Institutions — publishers, newspapers, museums, universities, schools — exist precisely because they can do more than individuals. If web 2.0 flattens everything to the level of whim and self-actualisation, then it will have done more harm than good.
A further objection to the cult’s radical individualism is that it doesn’t have the intended hyper-democratic consequences. Wikipedia, for example, has tackled inaccuracy and subversion by introducing forms of authority and control that would seem to be anathema to its founding ideals. Bloggery is forming itself into big, institutionalised aggregators such as The Huffington Post and The Daily Beast, and remains utterly parasitic on the mainstream media it affects to despise. Even Twitter is already coming to be dominated by conventional, non-web-based celebrity — Oprah Winfrey in the US and Stephen Fry over here.

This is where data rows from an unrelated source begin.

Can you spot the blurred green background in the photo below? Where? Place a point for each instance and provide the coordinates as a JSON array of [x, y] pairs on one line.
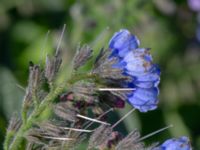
[[171, 28]]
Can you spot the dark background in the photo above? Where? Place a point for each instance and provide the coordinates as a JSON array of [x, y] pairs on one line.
[[170, 28]]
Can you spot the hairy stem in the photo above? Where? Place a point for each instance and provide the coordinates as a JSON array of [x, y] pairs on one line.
[[28, 123]]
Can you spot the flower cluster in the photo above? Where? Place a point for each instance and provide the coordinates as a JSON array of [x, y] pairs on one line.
[[136, 63], [181, 143], [56, 116]]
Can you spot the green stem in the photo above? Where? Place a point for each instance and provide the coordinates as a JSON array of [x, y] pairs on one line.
[[8, 138], [19, 136]]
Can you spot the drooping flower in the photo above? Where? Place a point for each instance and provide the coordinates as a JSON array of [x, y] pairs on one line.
[[181, 143], [137, 63]]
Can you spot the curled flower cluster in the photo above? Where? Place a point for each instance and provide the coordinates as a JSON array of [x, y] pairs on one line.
[[136, 63], [123, 72], [181, 143]]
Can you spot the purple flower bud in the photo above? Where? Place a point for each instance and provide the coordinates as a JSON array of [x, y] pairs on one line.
[[123, 42], [137, 63], [181, 143]]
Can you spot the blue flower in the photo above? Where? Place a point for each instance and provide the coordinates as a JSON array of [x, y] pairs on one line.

The slightly more sinister aspect of this is that excessive individualism leads with astonishing rapidity to slavish conformity. The banking crisis may not have been caused by the internet but it was certainly fuelled by the way connectivity and speed created a market in which everybody was gripped by the hysteria of the herd.
“There seems to be an inverse correlation between technological speed and intellectual diversity,” observes Andrew Keen, author of The Cult of the Amateur: How Today’s Internet is Killing Our Culture and Assaulting Our Economy.
Or there is the weird phenomenon of flash mobs. People agree by text message or tweet to assemble in one place and, suddenly, do so. This was originally intended as a joke or art piece designed to demonstrate sheep-like conformity, but it rapidly became an aspect of cultish libertarianism. It doesn’t work. Flash mobs in Russia are simply prevented by cutting off mobile-phone coverage. Old-world politics is more powerful than the web.
And, finally, the everything-free, massively deflationary effects of the web may be over. Rupert Murdoch, head of The Sunday Times’s parent company, has said he is thinking of charging for online versions of his papers. The hard fact that somebody, somehow, has to pay for all this is breaking into web heaven.
The cult is the problem. I know that this article — it always happens — will be sneered at all over the web by people who cannot think for themselves because they are blindly faithful to the idea that the web is the future, all of it. I will be called a Luddite.
It is the cultists who threaten the web. They are the ones encouraging dreams of a utopia of the self. They fail to see that the web is just one more product of the biology, culture and history that make us what we are. In the real world, it is wonderful, certainly, but it is also porn, online brothels, privacy invasions, hucksterism, mindless babble and the vacant gaze that always accompanies the mindless pursuit of the new. The web is human and fallen; it is bestial as much as it is angelic. There are no new worlds. There is only this one.